Prato, 13 settembre 2017 - La bontà del progetto c’era tutta: aprire un’area di sgambatura per i cani così da dare una risposta ai tanti residenti del centro che ne avevano più volte fatto richiesta e sottolineato la mancanza. Peccato che la realizzazione dell’opera - costata 40mila euro alle casse comunali - non sia stata altrettanto positiva. Il progettista evidentemente ha tenuto più all’aspetto estetico che a quello funzionale: il risultato è che la recinzione della nuova area di sgambatura di via Pomeria è totalmente inutile. I cani di piccola taglia ci passano attraverso mentre quelli più grandi con un bel balzo riescono a saltarla senza difficoltà. Il risultato? Un viavai di cani che riescono, senza problemi, ad entrare ed uscire dall’area pensata invece per lasciare gli animali in libertà (e sicurezza).
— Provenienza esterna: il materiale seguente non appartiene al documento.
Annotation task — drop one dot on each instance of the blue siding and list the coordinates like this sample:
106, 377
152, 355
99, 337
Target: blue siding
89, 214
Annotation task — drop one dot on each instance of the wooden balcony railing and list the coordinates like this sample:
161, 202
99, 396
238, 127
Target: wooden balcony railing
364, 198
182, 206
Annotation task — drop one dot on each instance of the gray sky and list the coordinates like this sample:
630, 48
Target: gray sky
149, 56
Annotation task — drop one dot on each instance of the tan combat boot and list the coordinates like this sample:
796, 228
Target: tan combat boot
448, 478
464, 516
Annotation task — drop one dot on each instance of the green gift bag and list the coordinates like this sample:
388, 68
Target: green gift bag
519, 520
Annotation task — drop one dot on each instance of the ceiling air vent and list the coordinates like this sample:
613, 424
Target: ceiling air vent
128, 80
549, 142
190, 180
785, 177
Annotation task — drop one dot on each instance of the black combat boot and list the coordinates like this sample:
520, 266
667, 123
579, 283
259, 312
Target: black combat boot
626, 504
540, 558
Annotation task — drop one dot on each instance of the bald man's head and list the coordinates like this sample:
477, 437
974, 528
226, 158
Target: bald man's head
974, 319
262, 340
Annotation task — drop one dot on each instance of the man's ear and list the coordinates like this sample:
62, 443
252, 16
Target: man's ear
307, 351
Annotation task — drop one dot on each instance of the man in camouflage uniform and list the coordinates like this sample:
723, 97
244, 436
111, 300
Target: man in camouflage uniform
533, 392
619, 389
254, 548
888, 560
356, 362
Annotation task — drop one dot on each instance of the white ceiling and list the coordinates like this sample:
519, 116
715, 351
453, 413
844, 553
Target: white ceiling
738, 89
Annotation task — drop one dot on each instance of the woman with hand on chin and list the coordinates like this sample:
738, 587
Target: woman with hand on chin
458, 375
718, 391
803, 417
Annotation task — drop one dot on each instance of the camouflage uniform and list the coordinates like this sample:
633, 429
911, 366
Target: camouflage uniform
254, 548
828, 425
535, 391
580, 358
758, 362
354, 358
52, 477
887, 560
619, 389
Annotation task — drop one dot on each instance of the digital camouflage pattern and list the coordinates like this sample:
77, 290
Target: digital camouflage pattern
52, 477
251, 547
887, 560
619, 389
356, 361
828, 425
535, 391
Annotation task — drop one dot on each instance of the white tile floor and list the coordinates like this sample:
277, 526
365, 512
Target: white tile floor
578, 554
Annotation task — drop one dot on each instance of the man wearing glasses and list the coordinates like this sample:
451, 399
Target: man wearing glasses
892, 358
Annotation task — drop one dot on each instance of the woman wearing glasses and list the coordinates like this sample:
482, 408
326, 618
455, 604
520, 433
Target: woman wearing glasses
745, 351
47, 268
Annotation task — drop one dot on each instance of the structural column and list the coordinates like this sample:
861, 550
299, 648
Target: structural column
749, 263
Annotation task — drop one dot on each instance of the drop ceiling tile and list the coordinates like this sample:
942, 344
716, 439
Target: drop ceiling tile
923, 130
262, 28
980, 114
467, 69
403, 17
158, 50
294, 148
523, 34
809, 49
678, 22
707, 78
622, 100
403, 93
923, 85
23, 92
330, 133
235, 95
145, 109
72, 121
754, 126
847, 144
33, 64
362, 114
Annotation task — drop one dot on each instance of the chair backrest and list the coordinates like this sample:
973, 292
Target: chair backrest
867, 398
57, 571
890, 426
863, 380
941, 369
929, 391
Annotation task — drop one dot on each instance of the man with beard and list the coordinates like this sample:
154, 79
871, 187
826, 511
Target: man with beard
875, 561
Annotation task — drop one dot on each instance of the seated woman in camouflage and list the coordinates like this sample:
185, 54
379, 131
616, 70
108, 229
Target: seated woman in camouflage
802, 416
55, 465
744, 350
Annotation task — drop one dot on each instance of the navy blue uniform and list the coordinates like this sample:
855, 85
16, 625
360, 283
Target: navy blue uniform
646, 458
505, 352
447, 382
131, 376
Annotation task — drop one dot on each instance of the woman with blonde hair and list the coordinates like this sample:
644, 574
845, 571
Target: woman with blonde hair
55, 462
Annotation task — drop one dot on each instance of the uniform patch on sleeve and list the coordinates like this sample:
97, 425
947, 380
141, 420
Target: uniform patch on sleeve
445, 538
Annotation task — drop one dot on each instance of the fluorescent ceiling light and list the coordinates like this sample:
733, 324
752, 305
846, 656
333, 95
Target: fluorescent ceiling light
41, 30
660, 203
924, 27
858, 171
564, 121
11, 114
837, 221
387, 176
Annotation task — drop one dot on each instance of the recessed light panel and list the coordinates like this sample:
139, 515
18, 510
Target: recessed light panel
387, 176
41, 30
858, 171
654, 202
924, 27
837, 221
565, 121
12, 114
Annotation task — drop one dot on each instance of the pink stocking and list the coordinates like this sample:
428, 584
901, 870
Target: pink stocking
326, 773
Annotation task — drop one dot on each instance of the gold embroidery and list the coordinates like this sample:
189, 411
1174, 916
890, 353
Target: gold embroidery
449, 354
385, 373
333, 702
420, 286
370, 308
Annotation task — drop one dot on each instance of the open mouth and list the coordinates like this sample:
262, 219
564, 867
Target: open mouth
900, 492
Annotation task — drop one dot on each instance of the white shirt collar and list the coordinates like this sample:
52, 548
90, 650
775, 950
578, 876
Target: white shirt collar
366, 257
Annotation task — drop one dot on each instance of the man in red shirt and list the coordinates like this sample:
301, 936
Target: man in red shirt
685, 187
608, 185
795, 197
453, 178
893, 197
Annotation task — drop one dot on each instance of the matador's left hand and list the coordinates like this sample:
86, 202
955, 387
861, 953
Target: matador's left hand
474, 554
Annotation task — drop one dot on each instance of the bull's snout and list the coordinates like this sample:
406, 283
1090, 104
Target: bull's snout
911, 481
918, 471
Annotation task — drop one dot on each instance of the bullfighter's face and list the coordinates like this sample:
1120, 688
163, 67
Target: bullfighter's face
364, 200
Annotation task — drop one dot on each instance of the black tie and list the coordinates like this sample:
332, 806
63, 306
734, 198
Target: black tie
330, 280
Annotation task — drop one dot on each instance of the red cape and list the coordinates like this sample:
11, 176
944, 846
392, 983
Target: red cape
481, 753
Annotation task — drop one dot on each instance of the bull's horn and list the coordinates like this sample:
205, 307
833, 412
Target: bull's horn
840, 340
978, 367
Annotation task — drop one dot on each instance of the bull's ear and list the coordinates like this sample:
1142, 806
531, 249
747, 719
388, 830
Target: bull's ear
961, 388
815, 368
Il nuovo servizio inaugurato dal Comune lunedì mattina ha subito ricevuto una pioggia di proteste dai proprietari di cani. "Penso che sia necessario installare una rete di recinzione, per evitare che i cani di piccola e media taglia, correndo, possano passare attraverso i paletti e finire sulla strada. Oltretutto la fontana spreca enormi quantità di acqua per riempire la ciotola", precisa Mascia Zannotti.

Le fa eco Filippo Campanella: "Posso capire che sia presto per vedere crescere l’erba, però la palizzata è troppo bassa e alcuni cani potrebbero benissimo saltarla o attraversarla".

Il progetto dell’area ha dovuto tenere conto del fatto che il terreno scelto si trova a ridosso delle mura trecentesche, una zona soggetta a vincoli. A non convincere i cittadini ci sono però anche altri aspetti come l’erba che sarà piantata solo tra qualche giorno e la presenza della grande voliera per i piccioni. "La cartellonistica è inesistente, servirebbe un cartello che segnali quest’area. Oltretutto vorrei rassicurazioni dall’Asl per quanto riguarda la folta presenza di piccioni nello stesso spazio, sono in apprensione per la salute del mio cane", dice non senza preoccupazione Clarissa Merciai.

"L’idea di realizzare un’area per le sgambature dei cani è ottima, il problema è che forse è stato scelto un luogo poco adatto. Data la posizione del giardino, il sole inizia a picchiare duro sin dalla mattina e durante l’estate il caldo torrido si avverte già alle 8. Certo, se non altro con l’autunno e l’inverno questo problema passerà in secondo piano", si preoccupa Filippo Campanella.

Di certo il primo nodo da sciogliere riguarda la recinzione: intanto evitare che i cani possano scappare dall’area potrebbe essere un buon inizio.